Dr. Florian König-Huber works at the intersection of robotics, data science, and human-relevant biology as Head of Digital Transformation, Automation and Data Science at TissUse GmbH in Berlin. After beginning his career in Industry 4.0 automation, he brought his experience into life sciences to help improve the reliability and interpretability of complex biological experiments. He led the development of the first automated Multi-Organ-Chip system and now focuses on creating standardized and continuously monitored MPS workflows. His goal is to enable high-quality data at scale and to integrate machine learning models that support mechanistic understanding and digital twins in toxicology. He is motivated by accelerating the shift toward animal-free and more predictive drug development.

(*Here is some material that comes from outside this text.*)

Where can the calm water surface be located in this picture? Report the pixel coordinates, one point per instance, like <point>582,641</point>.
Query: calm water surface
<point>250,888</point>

Towards Digital Drug Development: Integrating Multi-Organ Chips, Automation, and AI for Standardized High-Content Toxicology Data

Preclinical drug development relies on animal studies and conventional cell culture models, although both exhibit limited human relevance, with translational failure rates exceeding 85%. Microphysiological Systems (MPS) and Multi-Organ-Chip platforms aim to narrow this gap by enabling human organoid-based, systemic modeling. However, the increased biological complexity of these systems introduces significant demands on experimental reproducibility, data quality, and continuous monitoring. We demonstrate how robotic automation, standardized workflows, and integrated data infrastructures enable reproducible long-term MPS experiments at scale. Beyond reducing manual labor, automation establishes the foundation for data standardization and systematic AI-driven analysis. By combining continuous sensor data, imaging, and biochemical readouts with hybrid machine learning models and expert-guided soft sensors, we outline a pathway toward digital twins of organ-chip systems for toxicity prediction. Looking ahead, we discuss how such automated and data-rich MPS environments may support more coordinated research efforts and shared learning, pointing toward increasingly connected and scalable human-relevant toxicology.